Jeudi 28 février au Mémorial de Caen : Assises de la Normandie de 9 h à 18 h. Table ronde « Mythification par le cinéma » à 16 h 15 avec Jean Quellien (historien), Nathalie Mary (directrice du Festival international du film de la Seconde Guerre mondiale), Denis Darroy (directeur de Normandie Images) et Onno Ottewanger (responsable production touristique à Dunkerque).
Quand le cinéma transforme le D-Day et triche avec l’histoire
ACTUALITÉ
En matière de films de guerre, il est établi que Hollywood s’est beaucoup plus intéressé au Vietnam (Apocalypse Now, Platoon, Voyage au bout de l’enfer…) qu’au Débarquement. Et globalement, comme le résume l’historien normand Jean Quellien, au « Pacifique qu’à l’Atlantique ».
Des films comme Le Jour le plus long (1962) ou Il faut sauver le soldat Ryan (1998) ont pourtant connu un succès historique dans les salles. Mais qui dit historique ne dit pas forcément conforme à l’histoire...
« Une fabrique de héros »
D’après Jean Quellien, toile rime même parfois avec tuile. En l’espèce, Le jour le plus long serait plus à voir comme « une fabrique de héros » que comme un film fiable.
Ce qui chiffonne l’historien depuis quelques années, c’est le mythe John Steele, ce fameux parachutiste resté accroché au clocher de Sainte-Mère-Église.

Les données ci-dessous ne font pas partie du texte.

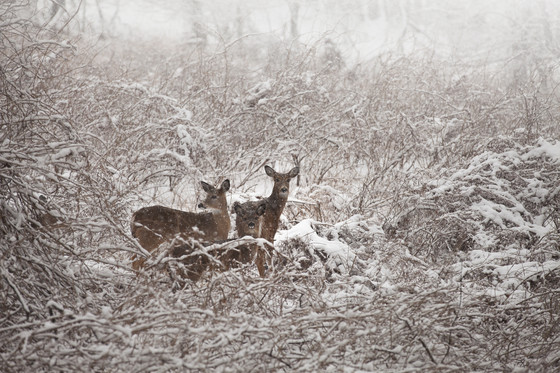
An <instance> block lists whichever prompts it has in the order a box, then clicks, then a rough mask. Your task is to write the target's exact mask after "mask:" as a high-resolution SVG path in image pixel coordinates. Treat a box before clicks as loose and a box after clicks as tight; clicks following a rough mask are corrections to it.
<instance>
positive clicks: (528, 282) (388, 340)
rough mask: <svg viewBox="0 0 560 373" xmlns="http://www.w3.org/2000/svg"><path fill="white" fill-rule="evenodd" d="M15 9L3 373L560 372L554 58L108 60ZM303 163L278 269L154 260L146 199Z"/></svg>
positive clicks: (165, 57)
mask: <svg viewBox="0 0 560 373" xmlns="http://www.w3.org/2000/svg"><path fill="white" fill-rule="evenodd" d="M14 4H15V3H11V2H8V3H6V4H4V5H1V6H0V14H1V15H2V17H0V19H1V22H0V36H1V37H0V50H1V52H0V66H1V67H0V69H1V70H0V275H1V280H0V367H1V369H0V370H2V371H6V372H19V371H48V370H60V371H84V370H87V371H131V370H134V371H170V370H171V371H173V370H177V371H183V370H184V369H186V368H189V369H192V370H201V371H202V370H208V369H216V370H220V371H230V370H231V371H233V370H243V371H249V370H268V371H272V370H287V371H290V370H298V371H316V370H326V369H330V370H340V369H341V368H345V369H348V370H353V369H356V370H360V369H362V370H388V371H400V370H406V369H408V370H415V369H416V370H419V371H422V370H425V369H430V370H440V371H464V370H482V371H485V370H488V371H491V370H495V369H499V370H505V371H511V370H514V369H516V368H519V367H523V368H526V369H529V370H531V371H550V370H552V369H555V368H558V366H559V364H560V354H559V353H558V351H559V350H560V349H559V348H558V347H559V344H560V340H559V335H560V334H559V332H558V328H559V314H560V306H559V304H560V303H559V302H560V301H559V294H558V286H557V285H558V274H559V267H558V263H559V255H560V246H559V239H558V236H559V233H558V229H559V228H558V224H559V221H560V217H559V216H558V214H559V213H558V211H560V209H559V202H558V198H559V197H558V196H559V194H560V185H559V181H558V180H559V177H558V176H559V175H558V164H559V159H558V158H557V157H556V158H555V157H554V154H555V153H554V149H556V148H557V147H558V142H555V141H556V139H558V138H559V135H560V134H559V132H560V126H558V117H559V115H560V110H559V107H560V106H559V102H558V95H557V92H556V90H555V86H554V84H553V77H552V76H542V71H543V70H542V69H541V66H528V67H527V68H528V69H529V74H528V77H529V78H528V79H527V80H524V81H516V80H514V79H513V76H514V74H513V73H512V72H511V71H509V70H507V69H500V70H499V71H492V70H491V69H489V68H488V67H487V66H485V65H479V64H476V63H467V62H454V63H450V62H449V61H447V60H443V59H438V57H437V56H435V55H430V54H428V53H423V52H418V53H417V54H411V55H406V56H405V55H383V56H380V57H378V58H377V59H375V60H373V61H369V63H367V64H363V65H362V66H361V67H356V68H352V69H348V68H344V67H342V66H340V65H339V64H335V63H333V61H329V60H328V58H326V57H325V56H324V55H323V54H322V52H321V49H320V48H314V47H304V46H300V45H297V44H289V45H286V44H283V43H281V42H276V43H267V44H263V43H262V41H260V40H258V39H257V40H254V41H253V42H251V40H249V41H244V42H243V43H241V42H239V43H232V44H230V45H228V46H227V47H226V46H224V48H223V51H222V52H221V53H208V52H206V51H204V50H192V49H189V48H188V47H185V48H180V49H177V48H171V47H167V46H165V45H164V44H160V45H158V47H157V48H156V47H155V46H150V45H143V44H134V43H126V44H120V43H119V42H118V41H113V43H111V44H109V45H107V46H105V47H104V48H101V47H100V46H97V45H91V44H90V42H89V41H87V40H82V39H80V38H78V37H77V36H73V34H72V33H70V32H66V31H64V30H62V31H60V30H59V31H55V30H51V29H49V28H46V27H42V26H41V25H37V24H35V23H34V22H32V20H31V18H29V19H28V18H26V17H22V16H21V11H22V9H23V8H20V7H19V6H18V5H14ZM543 63H544V62H543ZM546 144H548V145H547V146H549V148H548V149H549V150H550V149H552V151H551V152H548V153H547V152H545V151H541V153H538V150H539V149H543V146H545V145H546ZM555 146H556V148H554V147H555ZM535 152H537V153H535ZM294 163H295V164H297V165H299V166H300V168H301V170H302V172H301V174H302V175H301V177H300V178H298V180H297V181H294V182H293V183H294V184H296V183H297V185H294V187H295V188H294V189H295V192H294V199H295V201H294V202H292V203H290V204H289V205H288V207H287V209H286V211H285V215H286V219H285V220H284V222H283V226H282V227H281V228H282V230H285V231H287V230H289V229H290V228H295V227H301V226H302V224H306V225H304V227H306V229H307V232H308V233H309V234H306V235H298V234H295V237H288V238H286V239H284V240H281V242H280V243H279V250H281V251H282V252H283V253H284V254H285V256H286V257H287V258H288V259H290V260H288V261H287V262H286V263H284V264H283V265H282V266H279V268H278V270H277V271H275V272H274V273H272V274H271V275H270V276H269V277H268V278H266V279H260V278H258V275H257V274H256V270H255V268H253V267H252V266H248V267H245V268H241V269H236V270H232V271H229V272H226V273H222V274H214V275H208V276H207V278H206V279H204V280H203V281H201V282H199V283H197V284H191V283H187V285H186V286H185V287H184V288H183V289H180V290H173V289H174V287H173V286H172V285H173V284H172V283H171V282H172V280H171V279H170V278H169V276H168V275H167V273H166V272H165V271H164V270H161V269H162V268H159V267H157V268H152V269H150V270H147V271H142V272H138V273H136V272H134V271H133V270H132V268H131V266H130V257H131V254H132V253H134V252H137V251H138V247H137V244H136V243H135V242H134V241H133V239H132V238H131V236H130V233H129V220H130V216H131V214H132V212H133V211H134V210H135V209H136V208H138V207H140V206H144V205H147V204H151V203H155V202H158V203H162V201H163V202H165V203H168V204H170V205H173V207H182V208H184V209H189V210H193V209H194V206H195V205H196V204H195V199H196V194H197V192H198V191H197V188H198V184H199V181H200V180H206V181H210V182H216V181H218V180H220V179H221V178H223V177H228V178H230V179H231V180H232V184H233V189H234V192H235V193H237V194H243V193H246V194H250V193H252V192H253V191H254V187H255V185H256V184H258V183H259V182H261V181H262V180H263V179H265V178H266V176H265V175H264V171H263V169H262V166H263V165H264V164H271V165H277V166H279V167H282V166H285V167H286V168H287V167H290V166H291V165H293V164H294ZM492 217H494V218H493V219H492ZM298 223H299V224H298ZM382 227H383V229H382ZM301 231H302V230H301V229H300V230H299V232H301ZM296 232H297V229H296ZM310 237H315V238H314V239H310ZM318 240H319V241H320V242H322V243H324V245H323V246H321V245H318V244H317V242H319V241H318ZM330 244H332V245H339V247H342V248H343V249H344V250H346V251H345V253H346V254H345V255H344V256H341V255H339V253H338V252H334V251H332V250H331V251H329V250H328V248H329V245H330ZM498 254H499V255H498ZM523 268H525V269H526V271H523ZM519 271H521V273H519Z"/></svg>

« C’est la scène culte du film par excellence, rappelle-t-il. Or, elle est largement exagérée et entachée d’erreurs. Déjà, il n’y avait pas un, mais deux parachutistes tombés sur ce clocher. Le second, Kenneth Russel, est totalement oublié en France, mais pas aux États-Unis, souligne-t-il. Quant à John Steel, il n’a pas pu voir ses copains se faire massacrer sous ses yeux, il s’était évanoui après s’être assommé. »
« Sainte-Mère sans Steele, c’est Lisieux sans Thérèse »
L’historien se base sur différents documents, articles et enquêtes, notamment un questionnaire établi par Cornelius Ryan, l’auteur du livre dont s’est inspiré le film. Dans un sujet étayé de L’Express, un paroissien résume en ces termes ses affirmations : « Sainte-Mère sans Steele, c’est Lisieux sans Thérèse. »
Jean Quellien enfonce le clou : « C’était probablement un brave homme, mais il s’est fait dépasser par sa légende sans vraiment la contredire. »
Lors d’une table ronde programmée le 28 février, sur la « mythification par le cinéma », dans le cadre des Assises de la Normandie au Mémorial de Caen, l’historien pointera aussi probablement du doigt les mythes autour de Bill Millin, le joueur de cornemuse de Pegasus Bridge, et du major Dick Winters à Utah Beach, mis en avant par la série Band of Brothers.